Analyse : Pranger als Performance

Die Künstlergruppe Zentrum für politische Schönheit fahndet auf einer Internetseite nach rechten Demonstranten, die an den Krawallen von Chemnitz beteiligt gewesen sein sollen. Dürfen die das?

Jetzt rückt Chemnitz noch einmal ins Zentrum der Öffentlichkeit. Drei Monate nachdem dort rechte Demonstranten durch die Straßen zogen, gegen Geflüchtete, Journalisten und Gegendemonstranten hetzten und das jüdische Restaurant „Schalom“ mit Steinen bewarfen, wird nun plötzlich wieder über Chemnitz gesprochen. „Kennen Sie diese Idioten?“, fragte das Zentrum für politische Schönheit (ZPS) am Montagmorgen via Twitter. Damit war die Aktion „Soko Chemnitz“ in der Welt. Ein Link führte zur Internetseite des Projekts. Dort sind Fotos von Dutzenden Menschen zu sehen, die Ende August an den rechten Übergriffen beteiligt gewesen sein sollen, die den Hitlergruß zeigten und die nun von der Öffentlichkeit erkannt und benannt werden sollen, mit dem Ziel, ihre Arbeitgeber zu informieren. Ein Online-Pranger. Denunziation – davon spricht das Zentrum selbst.

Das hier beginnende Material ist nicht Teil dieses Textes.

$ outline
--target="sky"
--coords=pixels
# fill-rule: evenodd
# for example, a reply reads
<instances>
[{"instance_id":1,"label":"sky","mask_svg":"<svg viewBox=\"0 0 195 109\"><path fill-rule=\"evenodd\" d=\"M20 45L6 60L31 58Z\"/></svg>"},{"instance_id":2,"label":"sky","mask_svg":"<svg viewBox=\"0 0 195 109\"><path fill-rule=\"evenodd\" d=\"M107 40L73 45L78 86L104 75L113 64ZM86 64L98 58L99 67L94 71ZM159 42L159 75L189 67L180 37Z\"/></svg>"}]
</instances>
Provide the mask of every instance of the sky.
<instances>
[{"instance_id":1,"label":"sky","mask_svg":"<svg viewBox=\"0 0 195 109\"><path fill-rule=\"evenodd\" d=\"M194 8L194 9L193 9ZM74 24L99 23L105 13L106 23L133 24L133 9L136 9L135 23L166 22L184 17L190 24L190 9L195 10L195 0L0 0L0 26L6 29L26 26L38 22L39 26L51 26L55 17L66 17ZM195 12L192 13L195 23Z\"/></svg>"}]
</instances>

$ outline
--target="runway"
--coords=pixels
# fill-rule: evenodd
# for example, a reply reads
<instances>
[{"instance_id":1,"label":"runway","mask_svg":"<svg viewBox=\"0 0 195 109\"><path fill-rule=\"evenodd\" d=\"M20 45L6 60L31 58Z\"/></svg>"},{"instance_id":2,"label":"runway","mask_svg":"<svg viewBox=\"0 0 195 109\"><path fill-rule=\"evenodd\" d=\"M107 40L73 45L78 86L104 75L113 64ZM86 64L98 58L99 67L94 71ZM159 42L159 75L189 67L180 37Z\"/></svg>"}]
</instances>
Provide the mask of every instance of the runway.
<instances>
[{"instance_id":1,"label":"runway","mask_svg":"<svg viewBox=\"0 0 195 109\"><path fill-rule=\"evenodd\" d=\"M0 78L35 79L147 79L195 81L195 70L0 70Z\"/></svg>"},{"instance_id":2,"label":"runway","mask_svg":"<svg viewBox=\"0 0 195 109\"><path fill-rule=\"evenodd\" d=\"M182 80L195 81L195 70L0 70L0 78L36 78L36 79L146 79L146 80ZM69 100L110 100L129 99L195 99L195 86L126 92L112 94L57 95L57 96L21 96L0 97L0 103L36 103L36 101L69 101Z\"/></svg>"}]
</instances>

Das ist selbstverständlich ungeheuerlich, der Öffentlichkeitsfahndung sind hierzulande schließlich enge Grenzen gesetzt. Nicht umsonst dauert es zuweilen Monate, bis mit Bildern nach Verdächtigen gefahndet werden darf, nämlich erst dann, wenn die Strafverfolgungsbehörden sich nicht anders zu helfen wissen, um Beschuldigte zu identifizieren. Von „einer Straftat von erheblicher Bedeutung“ geht Paragraf 131b der Strafprozessordnung aus, damit Fahndungsbilder veröffentlicht werden dürfen. Reicht ein Hitlergruß? Zuweilen schon. Die Dortmunder Polizei etwa suchte 2014 mit einem Foto nach einer Frau, die auf einer Demo den rechten Arm zum Gruß ausgestreckt hatte.

Aber die Öffentlichkeitsfahndung ist eben den Behörden vorbehalten. Das ZPS nimmt sich das Recht einfach heraus. Viele der von ihnen Angeprangerten sind schon einschlägig bekannt, andere sind es nicht. Auf Unbekannte hat die Gruppe Kopfgelder ausgesetzt, die von ZPS-Unterstützern aufgestockt werden können. 45 Euro Belohnung für einen Mann mit Sonnenbrille, 75 Euro für einen anderen mit Hut. Abzuholen in einem Büro in Chemnitz.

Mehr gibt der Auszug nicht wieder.